Paul Gatza, director of the Brewers Association, said 46 states plus the District of Columbia allow 64-ounce growlers to be used in brew pubs for beer consumed on the premises. The exceptions, aside from Florida, are Alabama, Georgia and New Mexico. He said 44 states allow growlers under a manufacturer’s license for takeaway. The six exceptions are Alabama, Georgia, Mississippi, Nevada, Oklahoma and Texas.
While it started with growlers, the Florida fight got complicated when various beer interests decided it was time to modify other beer laws too. One effort was to make larger craft brewers (making more than 1,000 barrels annually) sell their beer to wholesalers, rather than directly to consumers. The three-tiered system (brewers, wholesale distributors and retailers) governs larger brewers, and dates to Prohibition.
Under the proposal, small brewers that produce their own beer and want to sell it in bottles would have to sell first to the distributors and then buy it back, particularly if they wanted to transfer the beer to a sister facility. Brewers with fewer than 1,000 barrels could still sell directly to consumers.
The Florida Senate approved a bill that would have prohibited brewers making more than 1,000 barrels a year from selling no more than 20 percent of their beer themselves, without going through a wholesaler. The bill died in the House without a vote.
Key to the bill’s demise was Rep. Dana Young, a Republican from Tampa and the GOP whip, who defended the craft brewers as a boon to the economy and tourism. Florida is one of the fastest growing craft beer states; between 2011 and 2012, craft beer production grew 43 percent.
“I am fiercely loyal to small business,” Young said. “I saw a bill that was very punitive to a growing sector of our state economy. I worked very hard to see that bill was not heard in the House.”
The “tourism” argument began with a 1963 state law that allowed breweries to sell beer to the public at their brewing sites. That allowed Anheuser-Busch and Schlitz to have beer gardens at their breweries. When Anheuser-Busch asked to sell beer at Disney World in Orlando when it opened in 1971, legend has it that Walt Disney said no, fearing that beer sales would hurt Disney’s “family” image. Anheuser-Busch then built a rival theme park, Busch Gardens. In 2012, Disney World allowed beer and wine sales for the first time.
But today, the Florida beer wholesalers said it’s not fair to let craft brewers sell beer in cans or bottles without going through a wholesaler, as the larger beer companies must do.
“We support brewers being able to sell growlers of the beer they brew on the premises,” said Mitch Rubin, executive director of the Florida Beer Wholesalers Association. “We support on-premises consumption of the beer they brew.

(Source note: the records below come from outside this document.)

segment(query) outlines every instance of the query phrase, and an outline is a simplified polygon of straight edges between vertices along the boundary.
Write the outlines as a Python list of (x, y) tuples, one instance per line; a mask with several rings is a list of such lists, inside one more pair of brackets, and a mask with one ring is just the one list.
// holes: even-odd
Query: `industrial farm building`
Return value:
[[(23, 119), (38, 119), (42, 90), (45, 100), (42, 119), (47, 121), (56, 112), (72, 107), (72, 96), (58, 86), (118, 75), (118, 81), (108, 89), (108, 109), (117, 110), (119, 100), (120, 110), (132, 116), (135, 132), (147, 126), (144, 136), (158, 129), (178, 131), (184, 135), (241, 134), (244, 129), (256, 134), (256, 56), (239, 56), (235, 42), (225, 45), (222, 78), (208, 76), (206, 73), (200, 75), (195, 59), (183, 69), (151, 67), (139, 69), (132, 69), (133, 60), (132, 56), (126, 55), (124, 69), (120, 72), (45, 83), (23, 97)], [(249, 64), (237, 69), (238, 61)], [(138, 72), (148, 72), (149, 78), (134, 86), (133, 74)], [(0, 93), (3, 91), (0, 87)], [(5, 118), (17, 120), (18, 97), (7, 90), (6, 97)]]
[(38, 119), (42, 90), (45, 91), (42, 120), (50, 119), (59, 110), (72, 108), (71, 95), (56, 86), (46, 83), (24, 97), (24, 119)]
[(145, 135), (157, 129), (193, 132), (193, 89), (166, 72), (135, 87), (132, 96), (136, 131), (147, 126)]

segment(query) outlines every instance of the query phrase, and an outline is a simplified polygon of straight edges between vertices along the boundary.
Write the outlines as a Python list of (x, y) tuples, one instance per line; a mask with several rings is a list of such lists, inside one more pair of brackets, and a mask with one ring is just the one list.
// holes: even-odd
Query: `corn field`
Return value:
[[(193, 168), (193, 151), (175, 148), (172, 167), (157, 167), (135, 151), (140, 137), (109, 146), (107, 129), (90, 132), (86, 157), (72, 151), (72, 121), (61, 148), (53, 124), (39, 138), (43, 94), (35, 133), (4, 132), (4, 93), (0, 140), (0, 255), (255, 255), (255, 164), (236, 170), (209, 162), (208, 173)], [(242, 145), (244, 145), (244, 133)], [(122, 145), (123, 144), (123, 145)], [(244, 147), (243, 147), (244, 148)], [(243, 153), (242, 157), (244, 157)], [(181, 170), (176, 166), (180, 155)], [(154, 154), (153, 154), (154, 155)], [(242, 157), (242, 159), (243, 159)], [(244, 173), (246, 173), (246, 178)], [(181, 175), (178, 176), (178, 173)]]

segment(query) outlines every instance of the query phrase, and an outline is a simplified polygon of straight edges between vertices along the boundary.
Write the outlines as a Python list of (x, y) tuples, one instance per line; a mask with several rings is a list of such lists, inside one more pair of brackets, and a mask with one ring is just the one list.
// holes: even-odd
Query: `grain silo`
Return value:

And we supported the brewers being able to sell other manufacturers’ beers that they obtain through a distributor for on-premises consumption.”
But, he said, “They would not be able to sell beer in cans, bottles, and kegs – either theirs or other manufacturers.”
Joshua D. Aubuchon , executive director of the Florida Brewers Guild, representing the craft brewers, lamented that a bill that was simply supposed to help his clients sell growlers devolved into a bill with “all sorts of negative consequences,” not the least of which was to restrict craft brewers from selling their beer between two or more of their own locations without going through a distributor.
Florida has become “the most extreme example of the growing tension between craft brewers and wholesalers in some states,” Beer Marketer’s Shepard said.
The tension has produced a flurry of political contributions to Florida lawmakers, particularly from the wholesale side, according to the National Institute of Money in State Politics. Since 2008, beer and liquor wholesalers have contributed $1.2 million to candidates for Florida state offices and $1.8 million to Florida political parties, the institute said, with Republicans getting more than twice as much as Democrats.